The facility will be operated by nonprofit providers, volunteers and City staff. Strict physical distancing is practiced at these shelters and our staff is well-trained to protect themselves and others using universal precautions and proper equipment. Funding for the shelter is being provided by the state’s emergency aid to local governments issued by Gov. Gavin Newsom.
In order for folks to receive these services, they must visit the Multi-Service Center at 1301 W. 12th St., where they will complete a shelter assessment and mandatory health screening before being shuttled to the shelter location. For more information, please call (562) 570-4500.
As of today, together with our community partners, we have a total of 10 shelters in the city with more than 450 beds between them. We also continue to utilize local motels to provide emergency shelter for those in need. Our Continuum of Care has always been a national model of effective coordination with a breadth and depth of services. That has helped make the process of shifting our service model to deal with the COVID-19 crisis a rapid and efficient one.
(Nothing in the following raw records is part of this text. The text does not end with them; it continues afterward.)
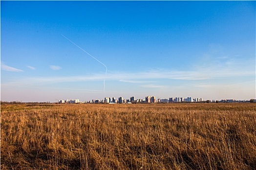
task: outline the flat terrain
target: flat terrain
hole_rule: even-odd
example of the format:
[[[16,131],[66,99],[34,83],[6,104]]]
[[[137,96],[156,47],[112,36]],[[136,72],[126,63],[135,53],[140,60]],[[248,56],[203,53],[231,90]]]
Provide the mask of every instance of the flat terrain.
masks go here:
[[[2,104],[1,170],[256,170],[256,104]]]

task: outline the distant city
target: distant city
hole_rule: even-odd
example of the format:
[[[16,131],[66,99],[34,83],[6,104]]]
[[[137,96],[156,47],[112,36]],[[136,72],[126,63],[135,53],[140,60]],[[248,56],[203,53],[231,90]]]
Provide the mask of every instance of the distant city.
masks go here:
[[[235,99],[223,99],[220,101],[215,100],[204,101],[202,98],[193,98],[188,97],[169,98],[169,99],[156,99],[155,96],[146,96],[145,99],[136,99],[134,96],[130,99],[124,99],[123,97],[120,97],[117,99],[115,97],[106,97],[102,100],[92,100],[89,101],[80,102],[78,99],[75,100],[60,100],[59,103],[108,103],[108,104],[133,104],[133,103],[179,103],[179,102],[256,102],[256,99],[250,100],[236,100]]]

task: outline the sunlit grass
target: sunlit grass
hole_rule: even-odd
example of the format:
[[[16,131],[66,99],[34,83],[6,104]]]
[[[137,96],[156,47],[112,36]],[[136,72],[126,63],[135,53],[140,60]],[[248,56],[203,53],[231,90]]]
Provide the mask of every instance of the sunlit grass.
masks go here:
[[[1,106],[1,169],[256,169],[256,105]]]

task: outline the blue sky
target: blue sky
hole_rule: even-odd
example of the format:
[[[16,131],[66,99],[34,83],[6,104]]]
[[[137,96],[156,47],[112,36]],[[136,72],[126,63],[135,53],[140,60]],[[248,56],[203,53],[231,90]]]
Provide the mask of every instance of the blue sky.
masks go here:
[[[255,1],[0,3],[2,101],[256,98]]]

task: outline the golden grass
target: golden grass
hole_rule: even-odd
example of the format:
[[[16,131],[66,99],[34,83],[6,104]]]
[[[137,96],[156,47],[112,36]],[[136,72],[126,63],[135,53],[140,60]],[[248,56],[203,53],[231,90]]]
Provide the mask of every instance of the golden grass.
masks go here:
[[[2,170],[255,170],[256,105],[3,104]]]

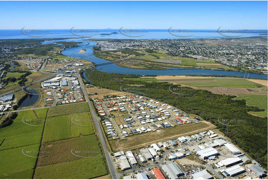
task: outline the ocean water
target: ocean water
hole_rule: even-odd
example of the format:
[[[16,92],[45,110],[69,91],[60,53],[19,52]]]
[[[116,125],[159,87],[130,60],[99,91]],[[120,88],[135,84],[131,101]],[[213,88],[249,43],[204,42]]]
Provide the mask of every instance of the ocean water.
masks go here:
[[[77,38],[80,36],[84,36],[88,38],[101,39],[186,39],[186,38],[232,38],[223,36],[218,33],[216,29],[194,30],[194,32],[173,32],[171,33],[176,36],[188,37],[178,37],[171,34],[168,29],[123,29],[121,30],[123,34],[120,33],[119,29],[105,29],[79,30],[73,29],[72,33],[70,29],[45,29],[31,30],[24,29],[23,32],[30,36],[41,36],[42,37],[32,37],[26,35],[22,32],[21,29],[0,30],[0,39],[30,39],[56,38]],[[133,32],[133,30],[135,31]],[[41,32],[41,31],[45,32]],[[136,32],[137,31],[141,31]],[[191,32],[193,32],[191,31]],[[252,32],[251,31],[250,32]],[[229,36],[240,36],[237,37],[247,37],[255,36],[265,36],[259,35],[261,33],[267,33],[267,30],[260,30],[257,33],[224,33],[225,35]],[[220,31],[220,32],[221,31]],[[117,33],[111,33],[116,32]],[[109,35],[101,35],[109,34]],[[139,37],[131,37],[132,36]],[[266,36],[267,37],[267,36]],[[90,37],[89,37],[90,36]]]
Even with these resources available, we are finding there are still many individuals who decline shelter, preferring to continue surviving on the streets. While we cannot force these people to accept shelter, our outreach teams, including the Health Department, Long Beach police officers on the Quality of Life Team and Long Beach firefighters on our HEART Team, as well as social service and mental health professionals, continue to make contact—from a safe distance—with people experiencing homelessness and continue to provide information, hygiene kits, and referrals to services that can help connect folks with shelters.
You can read more about our plan to end homelessness at: bit.ly/everyonehomelbdoc.
The challenges of this time are even harder for those without a home. I’m committed to continuing to do all that we can to help all of our neighbors, and I know that we will get through this together.